"""
Methods for creating a logistic regression model.
"""
import graphlab.connect as _mt
import graphlab as _graphlab
from graphlab.toolkits.regression.regression import RegressionModel
from graphlab.data_structures.sframe import SFrame as _SFrame
from pandas import DataFrame as _DataFrame
from graphlab import vowpal_wabbit as _vw

# TODO: List of todo's for this file
#------------------------------------------------------------------------------
# 1. Better input/output messages in the comments.
# 2. Error handling of input/output parameters
# 3. Default option parser.
# 4. APIs for std errors, p-values etc.
# 5. Change None to depict default step size.


DEFAULT_SOLVER_OPTIONS = {
'convergence_threshold': 1e-2,
'step_size': None,
'max_iters': 1,
'quadratic':[],
'bigram': False,
'regularization':None}


def create(dataset,
           response,
           predictors=None,
           solver='vw',
           verbose=True,
           plot=False,
           solver_options=DEFAULT_SOLVER_OPTIONS):
    """
    Create an :class:`~graphlab.logistic_regression.LogisticRegressionModel`
    that predicts a binary 'response' variable as using one ore more
    'predictor' variables.

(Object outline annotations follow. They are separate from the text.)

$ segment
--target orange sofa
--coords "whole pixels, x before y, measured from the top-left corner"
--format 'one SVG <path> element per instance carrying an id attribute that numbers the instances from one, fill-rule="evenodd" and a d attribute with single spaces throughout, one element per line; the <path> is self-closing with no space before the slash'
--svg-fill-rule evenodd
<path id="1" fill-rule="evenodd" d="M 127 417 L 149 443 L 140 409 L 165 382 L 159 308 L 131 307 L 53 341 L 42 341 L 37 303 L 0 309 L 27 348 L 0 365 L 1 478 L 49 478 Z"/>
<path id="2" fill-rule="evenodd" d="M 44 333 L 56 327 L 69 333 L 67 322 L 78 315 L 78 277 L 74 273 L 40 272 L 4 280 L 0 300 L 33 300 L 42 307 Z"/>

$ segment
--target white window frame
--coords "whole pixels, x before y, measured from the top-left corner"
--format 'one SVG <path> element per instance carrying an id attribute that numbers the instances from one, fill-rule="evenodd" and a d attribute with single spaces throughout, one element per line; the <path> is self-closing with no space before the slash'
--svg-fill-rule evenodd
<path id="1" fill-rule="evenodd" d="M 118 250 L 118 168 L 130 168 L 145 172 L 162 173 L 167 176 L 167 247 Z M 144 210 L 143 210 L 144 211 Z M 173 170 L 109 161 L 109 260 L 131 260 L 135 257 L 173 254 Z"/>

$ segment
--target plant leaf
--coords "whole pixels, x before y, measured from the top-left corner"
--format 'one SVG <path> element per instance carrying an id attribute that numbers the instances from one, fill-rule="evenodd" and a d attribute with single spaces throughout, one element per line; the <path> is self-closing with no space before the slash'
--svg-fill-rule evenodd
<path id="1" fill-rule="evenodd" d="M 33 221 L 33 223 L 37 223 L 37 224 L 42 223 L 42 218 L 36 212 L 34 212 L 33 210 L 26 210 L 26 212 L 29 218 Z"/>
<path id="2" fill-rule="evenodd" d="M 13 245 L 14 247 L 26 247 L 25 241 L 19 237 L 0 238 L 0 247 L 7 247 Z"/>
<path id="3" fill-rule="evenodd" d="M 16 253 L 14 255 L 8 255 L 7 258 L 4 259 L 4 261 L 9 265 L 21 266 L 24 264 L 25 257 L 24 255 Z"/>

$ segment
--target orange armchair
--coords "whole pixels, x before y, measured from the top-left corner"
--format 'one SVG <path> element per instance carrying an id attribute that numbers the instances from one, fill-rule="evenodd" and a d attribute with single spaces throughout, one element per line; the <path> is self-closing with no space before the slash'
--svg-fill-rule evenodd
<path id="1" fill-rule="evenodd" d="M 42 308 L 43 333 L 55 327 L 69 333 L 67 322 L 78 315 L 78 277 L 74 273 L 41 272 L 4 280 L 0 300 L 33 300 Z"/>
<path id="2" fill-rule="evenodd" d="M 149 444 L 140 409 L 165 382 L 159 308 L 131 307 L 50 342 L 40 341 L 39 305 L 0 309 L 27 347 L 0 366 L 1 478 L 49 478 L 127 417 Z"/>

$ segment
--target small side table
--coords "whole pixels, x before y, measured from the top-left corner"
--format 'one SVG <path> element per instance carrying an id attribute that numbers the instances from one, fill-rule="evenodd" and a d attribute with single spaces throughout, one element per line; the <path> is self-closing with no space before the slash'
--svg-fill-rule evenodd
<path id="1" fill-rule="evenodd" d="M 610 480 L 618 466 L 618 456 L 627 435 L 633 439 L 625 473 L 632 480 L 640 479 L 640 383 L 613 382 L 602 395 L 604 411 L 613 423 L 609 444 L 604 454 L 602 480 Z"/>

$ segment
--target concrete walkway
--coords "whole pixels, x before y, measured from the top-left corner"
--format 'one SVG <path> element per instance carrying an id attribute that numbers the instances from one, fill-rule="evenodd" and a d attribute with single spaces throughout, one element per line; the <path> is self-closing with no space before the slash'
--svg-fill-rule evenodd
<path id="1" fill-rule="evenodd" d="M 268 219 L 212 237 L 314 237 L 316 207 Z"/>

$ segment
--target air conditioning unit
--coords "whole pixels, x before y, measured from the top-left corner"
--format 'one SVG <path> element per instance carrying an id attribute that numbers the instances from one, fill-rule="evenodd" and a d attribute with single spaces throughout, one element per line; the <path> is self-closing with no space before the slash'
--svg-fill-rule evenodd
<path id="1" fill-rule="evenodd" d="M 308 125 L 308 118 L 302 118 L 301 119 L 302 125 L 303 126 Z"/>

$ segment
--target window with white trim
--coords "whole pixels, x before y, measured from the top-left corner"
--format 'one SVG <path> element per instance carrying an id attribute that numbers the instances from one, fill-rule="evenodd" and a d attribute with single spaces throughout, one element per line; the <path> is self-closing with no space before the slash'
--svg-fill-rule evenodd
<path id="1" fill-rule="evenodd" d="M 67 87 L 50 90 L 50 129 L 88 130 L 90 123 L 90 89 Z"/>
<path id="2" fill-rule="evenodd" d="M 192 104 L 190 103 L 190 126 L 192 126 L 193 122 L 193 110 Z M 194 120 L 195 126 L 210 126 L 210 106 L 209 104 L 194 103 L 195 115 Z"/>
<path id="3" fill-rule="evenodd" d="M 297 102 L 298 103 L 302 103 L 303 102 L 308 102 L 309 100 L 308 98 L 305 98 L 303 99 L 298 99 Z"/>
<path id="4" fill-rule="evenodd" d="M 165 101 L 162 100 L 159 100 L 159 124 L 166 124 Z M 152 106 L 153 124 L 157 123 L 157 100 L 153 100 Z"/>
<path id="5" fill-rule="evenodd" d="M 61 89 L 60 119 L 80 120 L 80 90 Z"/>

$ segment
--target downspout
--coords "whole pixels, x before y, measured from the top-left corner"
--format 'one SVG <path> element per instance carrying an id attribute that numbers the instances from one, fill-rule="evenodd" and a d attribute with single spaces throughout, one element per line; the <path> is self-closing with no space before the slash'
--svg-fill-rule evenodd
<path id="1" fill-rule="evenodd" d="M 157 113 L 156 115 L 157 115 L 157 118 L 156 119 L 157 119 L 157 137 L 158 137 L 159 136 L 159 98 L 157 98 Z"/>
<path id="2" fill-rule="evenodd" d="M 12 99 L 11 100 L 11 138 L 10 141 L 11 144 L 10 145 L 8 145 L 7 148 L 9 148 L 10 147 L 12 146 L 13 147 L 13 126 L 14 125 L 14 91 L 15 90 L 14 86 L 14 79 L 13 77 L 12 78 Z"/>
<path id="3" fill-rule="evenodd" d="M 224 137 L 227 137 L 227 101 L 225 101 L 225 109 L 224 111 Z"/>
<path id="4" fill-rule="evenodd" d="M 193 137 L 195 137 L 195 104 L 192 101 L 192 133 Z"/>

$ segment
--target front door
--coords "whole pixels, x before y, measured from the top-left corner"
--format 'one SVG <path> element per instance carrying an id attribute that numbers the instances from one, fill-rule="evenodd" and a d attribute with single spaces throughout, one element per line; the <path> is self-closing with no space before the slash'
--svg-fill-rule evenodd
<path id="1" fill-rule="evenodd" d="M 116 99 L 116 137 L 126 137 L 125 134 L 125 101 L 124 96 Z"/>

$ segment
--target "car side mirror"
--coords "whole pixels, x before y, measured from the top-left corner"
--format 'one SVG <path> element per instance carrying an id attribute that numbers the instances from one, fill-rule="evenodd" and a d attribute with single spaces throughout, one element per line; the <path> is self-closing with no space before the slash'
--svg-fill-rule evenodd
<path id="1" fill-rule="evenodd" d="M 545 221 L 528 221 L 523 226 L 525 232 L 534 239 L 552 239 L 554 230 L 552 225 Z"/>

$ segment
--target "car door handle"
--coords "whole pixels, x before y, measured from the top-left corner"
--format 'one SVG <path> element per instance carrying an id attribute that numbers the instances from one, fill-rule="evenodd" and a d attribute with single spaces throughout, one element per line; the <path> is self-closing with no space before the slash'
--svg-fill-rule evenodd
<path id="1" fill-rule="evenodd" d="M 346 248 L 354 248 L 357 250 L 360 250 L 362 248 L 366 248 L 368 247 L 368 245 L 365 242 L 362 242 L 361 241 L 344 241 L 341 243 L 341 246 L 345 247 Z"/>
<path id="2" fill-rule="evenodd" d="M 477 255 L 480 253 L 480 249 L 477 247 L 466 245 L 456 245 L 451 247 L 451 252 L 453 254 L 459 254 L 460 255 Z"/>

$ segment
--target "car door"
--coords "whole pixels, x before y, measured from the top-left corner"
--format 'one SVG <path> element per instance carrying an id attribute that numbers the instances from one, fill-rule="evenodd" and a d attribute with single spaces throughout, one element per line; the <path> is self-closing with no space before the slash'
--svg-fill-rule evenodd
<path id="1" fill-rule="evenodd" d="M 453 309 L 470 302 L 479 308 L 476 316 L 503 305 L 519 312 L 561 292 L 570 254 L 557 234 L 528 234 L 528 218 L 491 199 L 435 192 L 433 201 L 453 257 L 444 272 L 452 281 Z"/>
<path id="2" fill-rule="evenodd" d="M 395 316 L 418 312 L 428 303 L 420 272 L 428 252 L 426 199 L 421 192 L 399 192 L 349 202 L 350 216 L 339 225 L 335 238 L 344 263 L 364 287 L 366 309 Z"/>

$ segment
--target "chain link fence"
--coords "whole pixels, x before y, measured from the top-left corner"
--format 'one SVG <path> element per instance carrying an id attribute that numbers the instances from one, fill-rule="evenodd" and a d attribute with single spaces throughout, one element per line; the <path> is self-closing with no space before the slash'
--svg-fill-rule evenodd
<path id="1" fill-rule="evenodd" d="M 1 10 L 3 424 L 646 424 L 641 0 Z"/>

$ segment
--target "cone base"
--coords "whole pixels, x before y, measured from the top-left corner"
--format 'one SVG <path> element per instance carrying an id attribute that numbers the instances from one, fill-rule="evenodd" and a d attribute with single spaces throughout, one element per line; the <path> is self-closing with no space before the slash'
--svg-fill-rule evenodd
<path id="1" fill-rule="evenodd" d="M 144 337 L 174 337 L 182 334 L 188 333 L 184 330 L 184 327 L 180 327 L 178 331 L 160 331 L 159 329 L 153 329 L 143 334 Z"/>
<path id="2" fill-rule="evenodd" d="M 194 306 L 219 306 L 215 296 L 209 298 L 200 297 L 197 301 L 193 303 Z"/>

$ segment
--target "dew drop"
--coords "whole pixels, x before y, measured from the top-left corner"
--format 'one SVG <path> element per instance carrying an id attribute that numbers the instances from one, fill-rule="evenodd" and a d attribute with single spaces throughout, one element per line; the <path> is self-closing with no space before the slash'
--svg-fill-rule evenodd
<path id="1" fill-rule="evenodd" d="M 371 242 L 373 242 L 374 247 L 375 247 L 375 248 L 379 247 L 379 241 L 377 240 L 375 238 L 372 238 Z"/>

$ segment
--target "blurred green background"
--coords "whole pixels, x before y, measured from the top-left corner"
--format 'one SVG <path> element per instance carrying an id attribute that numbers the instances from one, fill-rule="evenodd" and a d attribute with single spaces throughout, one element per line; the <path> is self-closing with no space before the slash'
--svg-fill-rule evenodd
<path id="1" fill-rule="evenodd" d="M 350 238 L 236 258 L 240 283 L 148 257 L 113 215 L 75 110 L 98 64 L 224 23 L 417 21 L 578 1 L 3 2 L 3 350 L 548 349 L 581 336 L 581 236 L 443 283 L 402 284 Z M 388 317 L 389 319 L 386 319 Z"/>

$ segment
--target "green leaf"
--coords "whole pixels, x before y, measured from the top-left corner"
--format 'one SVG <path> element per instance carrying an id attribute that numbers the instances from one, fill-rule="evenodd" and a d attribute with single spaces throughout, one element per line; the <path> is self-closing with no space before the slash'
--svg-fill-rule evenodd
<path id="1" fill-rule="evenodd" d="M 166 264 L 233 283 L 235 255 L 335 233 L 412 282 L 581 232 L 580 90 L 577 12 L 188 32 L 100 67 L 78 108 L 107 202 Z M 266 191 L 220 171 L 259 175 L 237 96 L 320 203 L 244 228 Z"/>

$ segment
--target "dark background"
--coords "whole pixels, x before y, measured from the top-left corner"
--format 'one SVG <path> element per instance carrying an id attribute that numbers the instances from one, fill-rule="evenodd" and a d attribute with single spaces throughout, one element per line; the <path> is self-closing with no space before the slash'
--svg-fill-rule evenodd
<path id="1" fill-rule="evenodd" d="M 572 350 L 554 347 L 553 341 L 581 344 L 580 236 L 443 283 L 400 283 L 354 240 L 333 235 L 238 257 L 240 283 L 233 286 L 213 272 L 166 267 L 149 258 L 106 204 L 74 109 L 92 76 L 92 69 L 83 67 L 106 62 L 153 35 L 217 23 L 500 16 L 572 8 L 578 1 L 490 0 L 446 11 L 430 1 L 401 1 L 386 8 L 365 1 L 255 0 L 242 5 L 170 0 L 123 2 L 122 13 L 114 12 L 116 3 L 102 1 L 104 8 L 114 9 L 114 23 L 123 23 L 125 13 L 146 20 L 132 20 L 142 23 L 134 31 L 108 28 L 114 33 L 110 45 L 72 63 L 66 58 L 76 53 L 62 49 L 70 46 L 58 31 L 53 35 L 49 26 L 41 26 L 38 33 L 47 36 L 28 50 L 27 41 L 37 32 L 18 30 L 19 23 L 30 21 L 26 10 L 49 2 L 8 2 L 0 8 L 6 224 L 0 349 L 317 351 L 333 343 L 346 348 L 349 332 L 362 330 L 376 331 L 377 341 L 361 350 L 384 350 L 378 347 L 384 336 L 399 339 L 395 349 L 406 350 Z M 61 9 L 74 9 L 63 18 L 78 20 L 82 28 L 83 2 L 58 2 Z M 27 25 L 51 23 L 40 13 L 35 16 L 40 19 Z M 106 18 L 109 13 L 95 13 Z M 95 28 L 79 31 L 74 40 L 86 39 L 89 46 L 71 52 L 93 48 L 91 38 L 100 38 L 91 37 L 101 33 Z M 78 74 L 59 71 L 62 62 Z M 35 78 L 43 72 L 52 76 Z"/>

The probabilities describing the outcome of the
    binary variable is modeled as a logistic function of the predictor
    variables.

    .. note:: The response column for logistic regression must contain values with only +1 or -1.

    .. note:: Logistic regression automatically adds a constant term for the bias.

    .. note:: Logistic regression supports categorical variables (provided as string inputs) if the solver is set to 'vw'.


    Parameters
    ----------
    dataset : pandas.DataFrame/SFrame
        The dataset to use for training the model.

    response: string
        The column name, in the dataset, that corresponds to the response in
        the model.

        The response column must be +1 or -1.

    predictors : list of strings (default None)
        A list of column names that correspond to the predictors in the model.
        A value of 'None' indicates that all columns in the dataset (except the
        response) column must be used as a predictor.

    solver: string
        Name of the solver to be used to solve the regression.

        +-------------------------------------------------------------+
        |                      Available solvers                      |
        +=====================+=======================================+
        |'vw' (default)       | Vowpal Wabbit.                        |
        +---------------------+---------------------------------------+

    verbose : bool, optional
        If True, print progress updates.

    plot : bool, optional
        If True, display the progress plot.

    solver_options: dict
        Solver options. The options and their default values are provided
        below.

        .. note:: Default values are used for options that are not explicitly provided.

        +------------------------+----------------+-------------------------------------------------+
        |                                Common options                                             |
        +========================+================+=================================================+
        |      Option name       | Default value  |      Description                                |
        +------------------------+----------------+-------------------------------------------------+
        | 'max_iters'            |     100        |  Max iterations of the method.                  |
        +------------------------+----------------+-------------------------------------------------+
        | 'step_size'            |     None       |  Initial step size (a.k.a learning rate).       |
        +------------------------+----------------+-------------------------------------------------+

        See :class:`~graphlab.vowpal_wabbit.create` for more details on options.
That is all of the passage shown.